Eve - Let There Be Eve... Ruff Ryder's First Lady, 1999. I've never been too big on Philadelphian rapper Eve or her debut album which launched her a pretty successful career; becoming a double-platinum seller, the second album to debut at #1 by a female rapper and landed the top 40 hits ("Gotta Man," Love is Blind," "What Ya'll Want"). It's a decent set, but nothing remarkable. Best: Love is Blind. (3/5)

Khia - Thug Misses, 2002. In 2002 Philadelphian rapper Khia landed the controversial hit of the summer ("My Neck My Back") unfortunately also delivered one of the most pathetic excuses for a hip-hop album in the history of the genre. Essential track: My Neck My Back (1/5)

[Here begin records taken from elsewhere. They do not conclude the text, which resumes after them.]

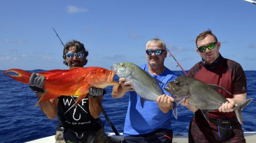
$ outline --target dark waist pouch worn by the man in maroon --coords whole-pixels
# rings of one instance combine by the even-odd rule
[[[229,119],[217,119],[218,134],[221,139],[226,140],[231,138],[232,130],[231,121]]]

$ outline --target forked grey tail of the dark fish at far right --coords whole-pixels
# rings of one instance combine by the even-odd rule
[[[244,125],[243,117],[242,117],[242,109],[244,108],[244,106],[248,105],[252,101],[252,99],[253,98],[250,98],[234,105],[234,108],[233,108],[234,113],[236,113],[237,119],[241,125]]]

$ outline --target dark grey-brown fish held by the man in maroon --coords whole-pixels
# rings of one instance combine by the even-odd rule
[[[188,98],[188,103],[200,109],[208,122],[209,118],[207,113],[211,110],[219,109],[222,103],[228,102],[228,100],[221,96],[215,89],[222,89],[228,92],[219,85],[206,84],[205,82],[188,76],[179,76],[175,80],[168,82],[165,88],[167,92],[176,97],[175,100],[177,102]],[[244,106],[249,104],[252,99],[253,98],[242,101],[233,107],[234,113],[236,113],[237,119],[241,125],[244,125],[241,110]]]

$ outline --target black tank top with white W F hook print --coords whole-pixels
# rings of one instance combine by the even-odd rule
[[[100,119],[94,119],[91,116],[88,96],[82,99],[77,106],[73,106],[76,98],[77,96],[58,97],[57,130],[63,127],[75,132],[83,132],[100,126]]]

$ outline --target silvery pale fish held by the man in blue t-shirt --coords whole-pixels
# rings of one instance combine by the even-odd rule
[[[164,94],[156,80],[133,63],[116,63],[111,66],[111,69],[119,78],[125,78],[126,81],[131,82],[134,91],[140,95],[142,107],[145,100],[157,101],[157,98]],[[172,102],[172,110],[174,117],[177,119],[176,102]]]

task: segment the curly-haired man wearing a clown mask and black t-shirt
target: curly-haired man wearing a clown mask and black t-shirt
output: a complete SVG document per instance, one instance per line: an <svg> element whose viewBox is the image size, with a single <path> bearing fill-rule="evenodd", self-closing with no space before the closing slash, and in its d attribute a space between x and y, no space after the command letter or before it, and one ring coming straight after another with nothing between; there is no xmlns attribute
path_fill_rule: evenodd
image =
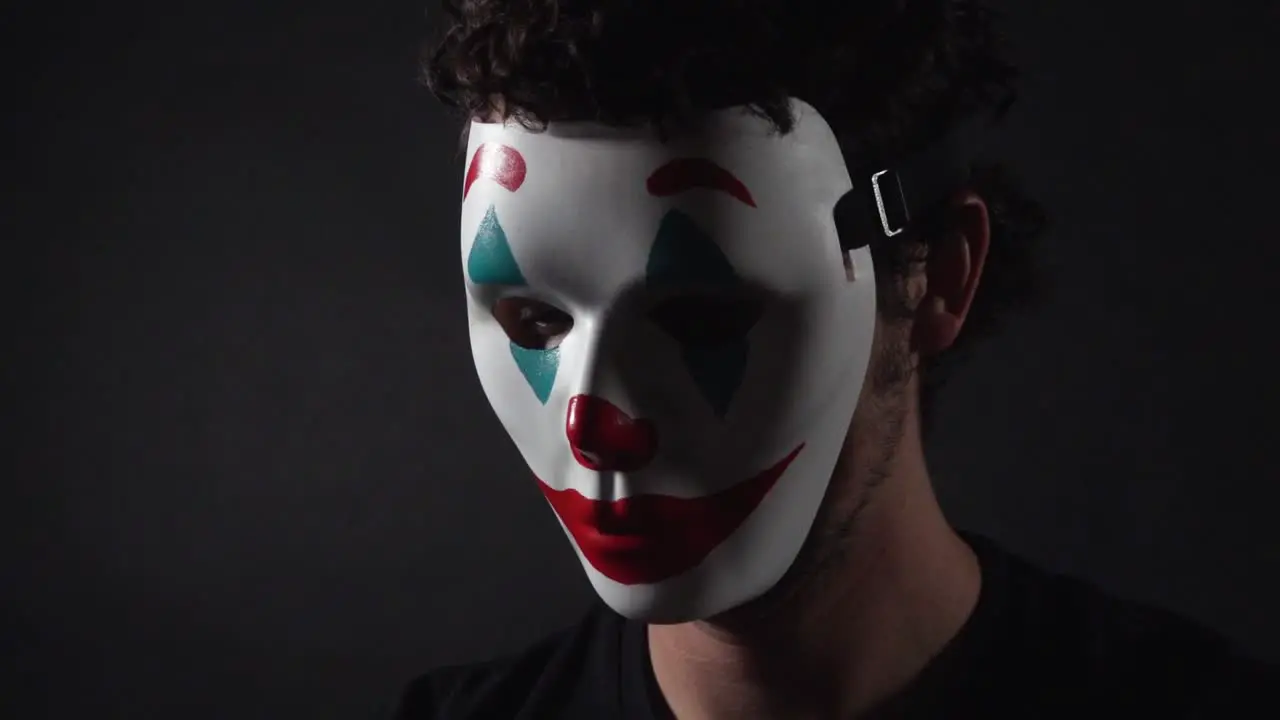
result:
<svg viewBox="0 0 1280 720"><path fill-rule="evenodd" d="M480 382L603 603L406 720L1266 716L1212 633L954 530L942 361L1039 209L973 0L451 0Z"/></svg>

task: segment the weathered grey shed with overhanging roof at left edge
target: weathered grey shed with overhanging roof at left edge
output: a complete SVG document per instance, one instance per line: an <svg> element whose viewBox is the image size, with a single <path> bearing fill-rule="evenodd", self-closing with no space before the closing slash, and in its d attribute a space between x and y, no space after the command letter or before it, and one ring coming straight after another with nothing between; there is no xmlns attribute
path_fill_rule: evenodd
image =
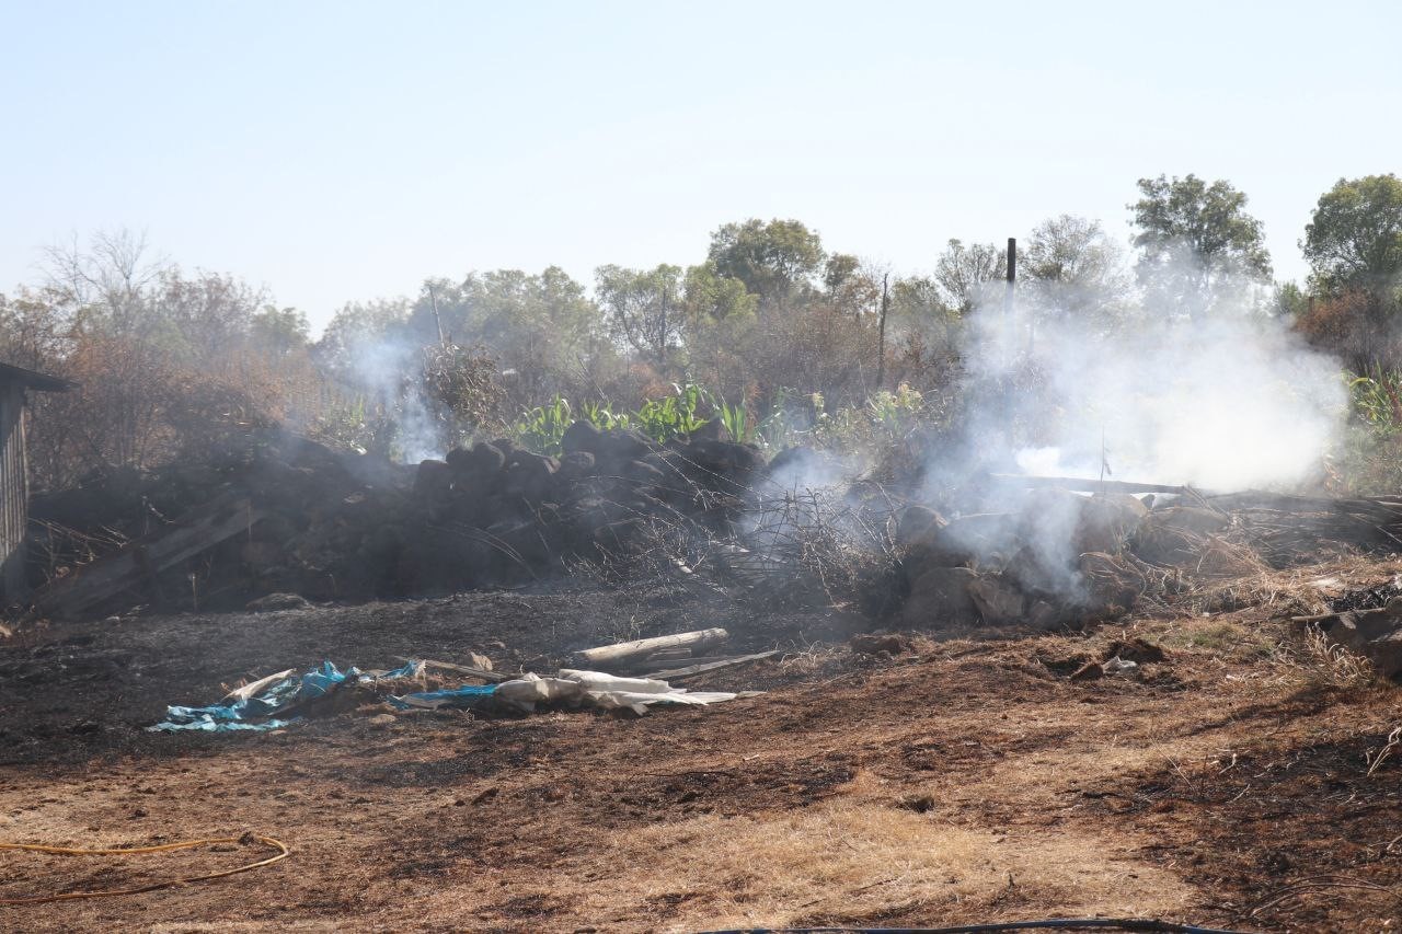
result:
<svg viewBox="0 0 1402 934"><path fill-rule="evenodd" d="M25 390L66 393L67 380L0 363L0 604L24 599L24 537L29 523L29 460L24 447Z"/></svg>

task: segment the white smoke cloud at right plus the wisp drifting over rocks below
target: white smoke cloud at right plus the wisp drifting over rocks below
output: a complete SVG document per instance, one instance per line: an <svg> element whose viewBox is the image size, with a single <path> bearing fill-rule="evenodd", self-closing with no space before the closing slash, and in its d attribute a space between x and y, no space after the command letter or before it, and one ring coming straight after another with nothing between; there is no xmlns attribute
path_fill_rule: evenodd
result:
<svg viewBox="0 0 1402 934"><path fill-rule="evenodd" d="M1235 491L1300 487L1345 431L1340 363L1266 314L1258 283L1161 271L1138 296L991 287L967 320L952 438L930 452L930 502L981 473L1137 480ZM1196 296L1175 287L1207 285ZM1032 592L1087 595L1082 503L1066 491L984 489L951 543ZM998 515L967 515L969 512Z"/></svg>

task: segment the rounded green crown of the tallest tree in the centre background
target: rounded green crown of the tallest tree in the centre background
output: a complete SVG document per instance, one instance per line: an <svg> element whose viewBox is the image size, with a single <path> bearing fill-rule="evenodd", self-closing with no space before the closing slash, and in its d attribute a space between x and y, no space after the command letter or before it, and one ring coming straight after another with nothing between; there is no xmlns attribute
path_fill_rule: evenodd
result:
<svg viewBox="0 0 1402 934"><path fill-rule="evenodd" d="M771 307L787 304L809 286L826 254L817 233L798 220L751 217L711 234L707 258L716 273L739 279Z"/></svg>

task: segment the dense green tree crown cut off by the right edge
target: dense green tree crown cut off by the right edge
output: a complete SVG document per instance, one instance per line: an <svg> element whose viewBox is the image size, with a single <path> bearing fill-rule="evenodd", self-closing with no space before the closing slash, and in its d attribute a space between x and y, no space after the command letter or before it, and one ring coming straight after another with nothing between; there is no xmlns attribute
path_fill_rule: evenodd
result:
<svg viewBox="0 0 1402 934"><path fill-rule="evenodd" d="M1388 296L1402 276L1402 180L1340 178L1319 196L1300 247L1325 295Z"/></svg>

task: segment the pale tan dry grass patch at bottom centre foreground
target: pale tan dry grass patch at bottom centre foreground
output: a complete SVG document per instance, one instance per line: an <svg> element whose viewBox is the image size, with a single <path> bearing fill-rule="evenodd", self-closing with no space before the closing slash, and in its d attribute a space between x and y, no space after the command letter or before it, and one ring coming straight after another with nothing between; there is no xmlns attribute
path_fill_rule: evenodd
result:
<svg viewBox="0 0 1402 934"><path fill-rule="evenodd" d="M868 780L871 781L871 780ZM864 784L858 778L855 785ZM958 906L998 916L1000 906L1033 899L1136 914L1147 892L1162 896L1171 878L1133 868L1103 841L1073 834L1008 834L956 826L869 792L789 813L707 815L608 841L627 868L589 909L688 900L688 923L705 927L799 926L857 921L916 912L938 919ZM1035 853L1033 853L1035 848ZM1133 878L1131 874L1150 878ZM695 899L695 900L691 900ZM666 926L665 926L666 927Z"/></svg>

Missy Elliot - Under Construction, 2002. 2002 was a stellar year for Missy Elliot. As well as delivering her fourth album that met with critical acclaim--it also landed her the massive chart smash "Work It," and earned the rapper a Grammy nomination for Album of the Year, losing out to hip-hop duo OutKast's Speakerboxxx/The Love Below. It's less interesting than Supa Dupa Fly but it was more contemporary. Essential track: Work It. (4.5/5)

Trina - Glamourest Life, 2005. Looking back on the 2000's picking albums that highlights the popularity of female rap is becoming tedious. I don't think Miami based rapper Trina actually had an album that sparked a lot of interest, however her fairly enjoyable third album landed her highest charting solo single "Here We Go" featuring Kelly Rowland. Best: Here We Go. (3.5/5)

Lil Mama - VYP (Voice of the Young People), 2008. You may remember her for crashing Jay-Z and Alicia Keys' performance at the 2008 VMA's but Lil Mama used to have a promising career. Before the release of her debut album, she landed two top 10 hits ("Lipgloss" and "Shawty Get Loose") then the album flopped and it was all over. It was quite a shame too, it was a pretty good set. I particularly like society-driven message of "L.I.F.E." Best: L.I.F.E. (3.5/5)


J.Mensah said...

MC Lyte should have been feature but I couldn't get her album :/

Mel said...

Look at you with your fancy new layout. BRB while I read all your new posts. :) xoxo

J.Mensah said...

Ahhh look at you commenting like it's your daily routine! Ooh! Have you seen Willow Smith's video?